I'm glad to hear that she didn't let her horrific experience get her down completely -- I have friends who have experienced the worst and the best the internet has to offer.
Glad things are working out for your friend. Maybe the virtual world is made for someone cynical like me who takes almost no one at face value, though I'm getting more open lately, and sees these avatars and postings as great ways to conceal our true selves and only show what we want to be seen. Of course, I watch the movies that show that seamy side, too.
OK Mary, I promise no more @Abra tweets.

Even though I've heard stories like this before, it never ceases to amaze just how many women wind up getting stalked, hounded or otherwise persecuted by some imbalanced guy at some point in their lives. Or even the "You're great, everything I wanted in a woman, now stop pestering me" types. Sorry to say that our side does seem to have more bad apples than we care to acknowledge. Entertaining post nonetheless.
Mary once again you put what we are thinking into words and separate the good and evil. Just as the net and multimedia have crossed all hurdles of borders and time zones so must we differentiate between real and fictitious avitars. It is not surprising that a wonderful, beautiful articulate woman has dozens of admirers especially at the way she composes her words to describe a single snow flake. However, stalkers put a real damper on what you are willing tp share. Sorry to hear of your friends emotional roller coaster ride. Somehow think that you are more than capable of dealing with any stalker. Unfortuneately there are many confidence men/women in the cyber world praying on the emotions and wealth of the vulnerable. Like to thinkif you had a male stalker that you would bat his balls over the silos of General Mills. If it was a female stalker well that too would be interesting. Positively you would sell out admission to the show down.

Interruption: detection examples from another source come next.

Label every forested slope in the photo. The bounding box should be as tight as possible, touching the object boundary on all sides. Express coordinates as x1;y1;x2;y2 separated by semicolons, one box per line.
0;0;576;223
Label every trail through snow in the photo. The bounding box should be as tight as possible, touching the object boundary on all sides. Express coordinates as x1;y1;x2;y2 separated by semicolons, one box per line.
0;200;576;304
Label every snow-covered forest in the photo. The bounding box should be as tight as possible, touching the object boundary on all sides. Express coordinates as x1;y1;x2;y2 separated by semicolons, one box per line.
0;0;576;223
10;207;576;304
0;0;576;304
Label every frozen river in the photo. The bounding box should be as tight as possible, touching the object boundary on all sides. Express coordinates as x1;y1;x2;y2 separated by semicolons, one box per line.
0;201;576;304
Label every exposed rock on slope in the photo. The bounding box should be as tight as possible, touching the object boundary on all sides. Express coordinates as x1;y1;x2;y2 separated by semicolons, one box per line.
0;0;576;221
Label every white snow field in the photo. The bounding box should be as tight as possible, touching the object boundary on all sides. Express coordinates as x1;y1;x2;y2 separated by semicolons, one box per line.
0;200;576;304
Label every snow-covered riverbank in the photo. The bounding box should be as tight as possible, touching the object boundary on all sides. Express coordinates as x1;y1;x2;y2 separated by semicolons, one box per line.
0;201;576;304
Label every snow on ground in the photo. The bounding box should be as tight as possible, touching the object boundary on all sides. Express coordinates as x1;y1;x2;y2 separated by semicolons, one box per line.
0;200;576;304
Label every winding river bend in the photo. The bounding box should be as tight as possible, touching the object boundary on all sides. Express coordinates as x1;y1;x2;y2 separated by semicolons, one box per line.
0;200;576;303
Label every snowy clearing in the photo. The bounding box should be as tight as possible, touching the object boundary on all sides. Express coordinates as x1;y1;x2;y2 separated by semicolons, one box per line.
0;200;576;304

Whether you are on a dating site or twitter etc. it is difficult to sus out the gender of who you are talking to.
After all that you are the real deal!

Therefore, sincerely wishing you a Wonderful Valentine's Day tomorrow!
Respectfully,
Cheers! this crown is for you! ;)
A chilling tale, very well told. I'm on Facebook and mostly wish I wasn't. But my complaints are petty next to what you describe.
Great story. I think social sites and communicating on the computer are here to stay especially with the younger generation. Seems like romance is complicated tho no matter what you do. Be smart and tough and brave and take a chance on love. Sure you might get a broken heart but they can be mended.
There you have it: Starbucks beats any virtual avenue any day of the week and twice on Sunday, forgive the pun. Happy Valentine's Day to you, Mary. Great post. R
I think I would have cried to.
❤.•*`*•(¯`••´¯)
(¯`••´¯)°•.¸.•°❤•(¯`´¯)
.°•.¸.•°❤ PEACE ❤°•.¸.•° •.¸¸.•*`*•❤
Facebook and Twitter started out as work requirements and have now morphed into much more. But as virtual romance tools? Noooo. Sorry your friend got so looped into a faraway promise, but glad there was a happy -- real -- ending.
Great story Mary. This is the second time I read it. This idiot stole a lot of my stuff too!